La Bélarusse Svetlana Alexievitch, voix dissidente dans l’un des derniers régimes autoritaires d’Europe, a remporté jeudi le prix Nobel de littérature. Née Soviétique sous Staline, elle est la quatorzième femme à remporter le prestigieux Nobel depuis sa création en 1901 à l’âge de 67 ans. À cause de sa dénonciation du régime autoritaire du président bélarusse Alexandre Loukachenko, elle s’est périodiquement exilée, vivant ainsi en Italie, en France, en Allemagne et en Suède, relève l’Académie.

« Pas de concession devant un pouvoir totalitaire »

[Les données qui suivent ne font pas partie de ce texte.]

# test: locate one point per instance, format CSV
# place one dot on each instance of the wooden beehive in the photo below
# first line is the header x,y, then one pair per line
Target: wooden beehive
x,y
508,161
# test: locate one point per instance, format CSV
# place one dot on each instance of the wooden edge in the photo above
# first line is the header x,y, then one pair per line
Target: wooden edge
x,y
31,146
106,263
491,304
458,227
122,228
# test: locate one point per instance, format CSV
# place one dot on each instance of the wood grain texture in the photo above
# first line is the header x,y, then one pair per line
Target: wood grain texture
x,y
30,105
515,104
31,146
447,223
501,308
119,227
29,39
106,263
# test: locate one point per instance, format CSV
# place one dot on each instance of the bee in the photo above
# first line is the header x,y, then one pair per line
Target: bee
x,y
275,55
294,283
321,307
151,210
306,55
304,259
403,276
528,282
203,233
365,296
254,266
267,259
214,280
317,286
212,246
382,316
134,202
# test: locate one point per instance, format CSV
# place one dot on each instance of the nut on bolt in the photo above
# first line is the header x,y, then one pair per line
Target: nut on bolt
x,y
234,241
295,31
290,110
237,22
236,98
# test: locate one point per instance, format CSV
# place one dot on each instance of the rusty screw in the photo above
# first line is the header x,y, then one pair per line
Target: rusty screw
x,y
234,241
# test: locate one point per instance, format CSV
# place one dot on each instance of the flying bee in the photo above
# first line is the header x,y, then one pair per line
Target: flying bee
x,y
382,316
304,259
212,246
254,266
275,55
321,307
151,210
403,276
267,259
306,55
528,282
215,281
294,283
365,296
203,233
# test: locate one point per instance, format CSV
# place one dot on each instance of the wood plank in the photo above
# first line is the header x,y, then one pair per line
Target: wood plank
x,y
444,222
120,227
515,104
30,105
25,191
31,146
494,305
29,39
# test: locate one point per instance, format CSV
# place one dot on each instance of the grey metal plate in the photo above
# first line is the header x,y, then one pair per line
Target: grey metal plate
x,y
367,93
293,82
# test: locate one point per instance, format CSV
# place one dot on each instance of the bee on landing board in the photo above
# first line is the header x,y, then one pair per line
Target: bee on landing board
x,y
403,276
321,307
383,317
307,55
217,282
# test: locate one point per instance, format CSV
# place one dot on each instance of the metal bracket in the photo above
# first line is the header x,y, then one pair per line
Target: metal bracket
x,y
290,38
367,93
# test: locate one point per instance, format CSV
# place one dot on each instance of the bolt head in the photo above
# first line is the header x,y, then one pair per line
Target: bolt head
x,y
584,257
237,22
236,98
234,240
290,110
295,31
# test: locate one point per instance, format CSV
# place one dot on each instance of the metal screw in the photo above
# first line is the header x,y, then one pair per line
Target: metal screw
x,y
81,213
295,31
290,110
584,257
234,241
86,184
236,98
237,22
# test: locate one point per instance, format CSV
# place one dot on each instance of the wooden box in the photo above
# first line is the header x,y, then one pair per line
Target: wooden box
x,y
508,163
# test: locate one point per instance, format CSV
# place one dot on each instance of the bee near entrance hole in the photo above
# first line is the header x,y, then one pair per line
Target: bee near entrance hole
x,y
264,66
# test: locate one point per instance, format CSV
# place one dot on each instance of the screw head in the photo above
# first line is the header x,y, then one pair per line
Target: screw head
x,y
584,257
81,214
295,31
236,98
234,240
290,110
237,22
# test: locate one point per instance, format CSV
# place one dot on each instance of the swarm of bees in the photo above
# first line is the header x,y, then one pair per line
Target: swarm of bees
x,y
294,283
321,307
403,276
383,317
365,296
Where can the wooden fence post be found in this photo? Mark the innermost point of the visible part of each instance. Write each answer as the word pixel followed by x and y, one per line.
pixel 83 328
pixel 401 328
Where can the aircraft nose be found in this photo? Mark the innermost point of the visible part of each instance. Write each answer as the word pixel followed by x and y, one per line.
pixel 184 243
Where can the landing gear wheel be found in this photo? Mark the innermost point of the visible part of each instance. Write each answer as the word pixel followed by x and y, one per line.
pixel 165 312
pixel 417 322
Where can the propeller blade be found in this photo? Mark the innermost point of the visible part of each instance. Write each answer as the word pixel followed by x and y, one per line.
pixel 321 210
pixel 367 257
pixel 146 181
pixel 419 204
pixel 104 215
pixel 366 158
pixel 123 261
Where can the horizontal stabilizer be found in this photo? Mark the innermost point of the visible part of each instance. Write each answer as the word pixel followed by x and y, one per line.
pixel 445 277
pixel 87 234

En 2011, elle dénonçait dans un entretien au PEN Club de Suède la « machinerie staliniste » dans son pays, dont l’homme fort depuis plus de vingt ans devrait sans surprise être réélu pour un cinquième mandat lors de l’élection présidentielle de dimanche.

« C’est une récompense non seulement pour moi, mais aussi pour notre culture, pour notre petit pays qui a toujours vécu comme entre des pressoirs », a-t-elle déclaré lors d’une conférence de presse. « C’est difficile d’être une personne honnête, mais il ne faut pas faire de concession devant un pouvoir totalitaire  », a-t-elle souligné, avant de rajouter : « J’aime le monde russe, mais pas celui de Staline et Poutine ».

«  Elle a mis au point un antidote au totalitarisme, une nouvelle méthode littéraire, controversée, qui consiste à faire parler ceux qui n’ont pas voix au chapitre », explique à l’AFP Ola Larsmo, président du PEN Club de Suède qui soutient activement les écrivains bélarusses au travers d’échanges et de résidences.

Svetlana Alexievitch n’a pas été privée de liberté, rappelle-t-il, mais a vécu plusieurs fois en exil avant de retourner dans son pays.